Rusaloch’i skazki

Author: Alexey Tolstoy
Illustrator: Yana Sedova
Year: 2016
Publisher: Nigma

The collection of fairy tales written by the young Alexey Tolstoy in the 1910s based on Slavic folklore is not particularly well known: it is perhaps a bit scary for children, and adults have not long ago made it a rule to read all sorts of fairy tales. The author masterfully uses folk songs, and bases the plots on common motifs of folk tales and fairy tales, such as stories about a love affair between a widow and a fairy-tale snake or a careless curse.

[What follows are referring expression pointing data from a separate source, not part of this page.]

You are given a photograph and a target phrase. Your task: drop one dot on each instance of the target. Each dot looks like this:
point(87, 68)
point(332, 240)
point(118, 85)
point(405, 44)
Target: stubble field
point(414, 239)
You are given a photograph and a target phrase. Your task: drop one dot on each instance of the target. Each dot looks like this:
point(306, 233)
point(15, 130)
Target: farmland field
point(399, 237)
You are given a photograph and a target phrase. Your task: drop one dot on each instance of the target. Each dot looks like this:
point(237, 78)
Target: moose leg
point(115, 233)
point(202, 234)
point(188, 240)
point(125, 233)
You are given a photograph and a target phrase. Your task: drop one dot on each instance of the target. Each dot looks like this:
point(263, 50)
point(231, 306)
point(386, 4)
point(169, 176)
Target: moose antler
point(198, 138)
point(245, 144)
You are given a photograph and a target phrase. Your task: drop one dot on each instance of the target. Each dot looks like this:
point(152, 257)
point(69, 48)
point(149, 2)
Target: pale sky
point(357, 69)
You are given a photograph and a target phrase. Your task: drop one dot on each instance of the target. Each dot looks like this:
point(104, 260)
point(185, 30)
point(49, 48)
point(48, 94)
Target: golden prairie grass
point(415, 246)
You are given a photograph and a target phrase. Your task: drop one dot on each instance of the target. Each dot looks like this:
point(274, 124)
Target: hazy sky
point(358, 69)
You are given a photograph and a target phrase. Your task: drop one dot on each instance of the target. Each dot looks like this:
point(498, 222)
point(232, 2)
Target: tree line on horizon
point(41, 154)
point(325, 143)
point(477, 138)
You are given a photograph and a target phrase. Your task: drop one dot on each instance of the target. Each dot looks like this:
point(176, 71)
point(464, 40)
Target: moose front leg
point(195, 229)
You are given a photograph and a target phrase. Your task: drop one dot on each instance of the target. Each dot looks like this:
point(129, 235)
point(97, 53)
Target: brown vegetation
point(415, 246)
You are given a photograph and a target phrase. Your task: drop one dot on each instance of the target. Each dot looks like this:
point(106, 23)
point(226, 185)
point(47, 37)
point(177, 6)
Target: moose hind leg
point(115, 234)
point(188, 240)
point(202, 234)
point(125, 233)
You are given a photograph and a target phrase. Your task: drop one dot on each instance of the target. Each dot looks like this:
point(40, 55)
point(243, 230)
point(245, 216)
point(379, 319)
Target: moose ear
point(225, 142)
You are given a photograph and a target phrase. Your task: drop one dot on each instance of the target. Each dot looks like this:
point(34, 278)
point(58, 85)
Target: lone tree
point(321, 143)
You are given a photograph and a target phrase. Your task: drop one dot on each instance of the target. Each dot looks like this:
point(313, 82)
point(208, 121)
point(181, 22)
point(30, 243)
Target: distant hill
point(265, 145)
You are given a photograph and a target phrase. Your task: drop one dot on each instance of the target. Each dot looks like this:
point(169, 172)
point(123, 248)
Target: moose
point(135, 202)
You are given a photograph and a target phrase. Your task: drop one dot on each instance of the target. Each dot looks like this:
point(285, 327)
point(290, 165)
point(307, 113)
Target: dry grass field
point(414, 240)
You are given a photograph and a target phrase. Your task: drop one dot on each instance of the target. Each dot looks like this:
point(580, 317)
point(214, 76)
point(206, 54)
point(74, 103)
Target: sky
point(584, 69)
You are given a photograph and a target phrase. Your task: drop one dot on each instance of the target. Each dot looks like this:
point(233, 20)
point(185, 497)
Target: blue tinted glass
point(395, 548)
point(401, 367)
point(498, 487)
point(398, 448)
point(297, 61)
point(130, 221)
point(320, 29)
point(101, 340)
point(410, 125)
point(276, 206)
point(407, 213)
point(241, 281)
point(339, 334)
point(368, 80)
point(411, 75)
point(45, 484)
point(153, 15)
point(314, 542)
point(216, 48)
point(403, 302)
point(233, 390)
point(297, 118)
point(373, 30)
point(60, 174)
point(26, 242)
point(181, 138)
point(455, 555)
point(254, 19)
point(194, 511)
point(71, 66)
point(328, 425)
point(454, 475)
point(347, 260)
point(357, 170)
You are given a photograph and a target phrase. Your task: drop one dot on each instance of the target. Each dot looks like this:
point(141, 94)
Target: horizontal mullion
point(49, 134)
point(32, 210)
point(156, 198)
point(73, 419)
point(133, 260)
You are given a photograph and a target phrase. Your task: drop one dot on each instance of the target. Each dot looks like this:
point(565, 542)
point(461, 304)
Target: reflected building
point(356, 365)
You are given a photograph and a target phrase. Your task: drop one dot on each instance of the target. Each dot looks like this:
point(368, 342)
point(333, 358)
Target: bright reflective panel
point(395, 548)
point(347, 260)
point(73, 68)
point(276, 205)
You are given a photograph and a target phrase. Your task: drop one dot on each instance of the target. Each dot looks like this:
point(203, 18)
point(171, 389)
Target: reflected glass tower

Muted, slightly smoky illustrations, dominated by gray-blue and blue-green shades, demonstrate a strange, mystical world. The expectation of a miracle breaks through the layers of recognizable images. This manual skill, masterful mastery of technology brings the flow of water and the texture of paper into resonance … and here before us is a miraculously formed evening sky with dots of stars or a snow whirlwind. And the images are the keys that allow the unprepared viewer to enter this world of wonders.

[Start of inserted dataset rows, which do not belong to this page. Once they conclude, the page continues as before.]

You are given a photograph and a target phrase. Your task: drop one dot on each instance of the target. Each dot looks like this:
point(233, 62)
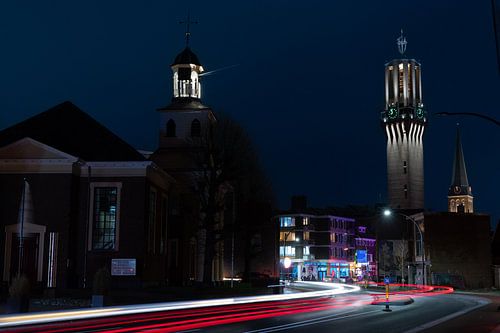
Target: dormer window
point(170, 130)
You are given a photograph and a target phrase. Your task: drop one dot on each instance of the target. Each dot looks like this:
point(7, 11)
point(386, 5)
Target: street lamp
point(388, 212)
point(287, 262)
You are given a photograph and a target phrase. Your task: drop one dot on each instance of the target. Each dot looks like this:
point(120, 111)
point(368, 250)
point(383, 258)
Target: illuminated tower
point(460, 199)
point(404, 119)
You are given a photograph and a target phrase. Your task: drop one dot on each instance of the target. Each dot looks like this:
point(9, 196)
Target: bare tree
point(226, 162)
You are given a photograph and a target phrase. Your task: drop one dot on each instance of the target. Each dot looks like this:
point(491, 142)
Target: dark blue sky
point(309, 86)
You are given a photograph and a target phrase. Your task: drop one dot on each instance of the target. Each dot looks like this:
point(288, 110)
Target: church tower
point(404, 120)
point(460, 199)
point(185, 122)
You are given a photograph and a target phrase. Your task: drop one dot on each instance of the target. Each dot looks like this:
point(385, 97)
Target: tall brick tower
point(404, 120)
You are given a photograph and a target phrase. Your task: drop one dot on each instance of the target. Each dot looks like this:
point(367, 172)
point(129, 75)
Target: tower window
point(196, 128)
point(170, 128)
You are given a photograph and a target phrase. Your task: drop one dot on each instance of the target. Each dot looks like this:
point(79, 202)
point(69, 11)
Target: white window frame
point(93, 186)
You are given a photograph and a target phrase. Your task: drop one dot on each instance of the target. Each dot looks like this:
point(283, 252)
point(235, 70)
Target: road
point(429, 313)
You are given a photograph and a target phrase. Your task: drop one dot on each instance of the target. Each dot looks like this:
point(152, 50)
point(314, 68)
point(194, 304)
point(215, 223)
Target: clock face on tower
point(419, 113)
point(392, 113)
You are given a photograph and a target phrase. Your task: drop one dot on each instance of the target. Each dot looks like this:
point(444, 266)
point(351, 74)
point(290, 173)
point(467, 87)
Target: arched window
point(196, 128)
point(171, 128)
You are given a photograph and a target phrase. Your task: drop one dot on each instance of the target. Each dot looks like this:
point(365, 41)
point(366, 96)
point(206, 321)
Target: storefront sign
point(123, 267)
point(361, 256)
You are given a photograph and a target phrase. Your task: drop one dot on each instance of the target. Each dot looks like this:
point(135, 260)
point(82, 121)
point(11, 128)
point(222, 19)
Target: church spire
point(459, 176)
point(460, 198)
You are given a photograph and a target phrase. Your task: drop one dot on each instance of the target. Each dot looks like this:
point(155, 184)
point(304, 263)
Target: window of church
point(104, 223)
point(196, 128)
point(152, 222)
point(170, 130)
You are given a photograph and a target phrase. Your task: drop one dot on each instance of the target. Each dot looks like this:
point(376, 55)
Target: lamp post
point(388, 212)
point(287, 262)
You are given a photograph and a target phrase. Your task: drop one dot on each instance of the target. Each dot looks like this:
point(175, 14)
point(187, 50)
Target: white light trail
point(328, 289)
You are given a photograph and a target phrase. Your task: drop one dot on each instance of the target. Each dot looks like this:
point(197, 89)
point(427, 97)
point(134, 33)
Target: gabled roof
point(70, 130)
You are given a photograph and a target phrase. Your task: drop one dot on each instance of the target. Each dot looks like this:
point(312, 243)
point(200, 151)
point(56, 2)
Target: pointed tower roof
point(186, 57)
point(459, 176)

The artist does not flirt with antiquity, the illustrations look very modern and could form a visual series for a completely different, not at all archaic text – behind the young illustrator there is a long tradition, started by the surrealists and successfully developed in world and domestic illustration in the following years.

The artist names Arthur Rackham, Edmund Dulac, Andrew Wyeth, the Flemish painter Memling, the German painter and draftsman Holbein, modern Russian illustrators Andrei Dugin, Nikolai Popov, Gennady Spirin and her teacher Alexander Koshkin as reference points. As for the readers, they will certainly compare the artist’s works with the work of Yulia Gukova.